Pre-1919 buildings, classed as traditional buildings by Historic England, are built with a very different approach to moisture movement through its building fabric.
“This category includes nearly all buildings constructed prior to 1919, as well as a significant proportion of those built before 1945. It is essential that adaptations made to improve the energy ef ciency of these structures should take into account the traditional technology and characteristic behaviour of the building fabric, otherwise very real damage can be caused. Well-meaning attempts to keep moisture out of these buildings using modern methods tend to have the unfortunate effect of preventing the vital evaporation, and thus causing or accelerating moisture-related decay to the fabric.” Energy, efficiency and historic buildings – Historic England
So the first step here was to take the walls right back to the brick. This is the quickest way of removing the layers of paint that have built up over the years. These vinyl paints inhibit the movement of moisture and can lead to damp issues and mould.

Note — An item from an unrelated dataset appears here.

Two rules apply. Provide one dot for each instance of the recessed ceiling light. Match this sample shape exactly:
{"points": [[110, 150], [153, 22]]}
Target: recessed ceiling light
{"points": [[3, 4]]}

The walls are then ‘dubbed out’ with Baumit RK38 to level to uneven walls, minimising air gaps behind the fibreboard insulation. Once the plaster is dry the boards are cut and fitted to the walls with Baumit RK70 applied to the back of the board and fixed to the wall using special masonry fittings that are provided by NBT. We used Pavaflex flexible insulation to insulate in-between the joists to maximise the possibility of creating a continuous thermal envelope.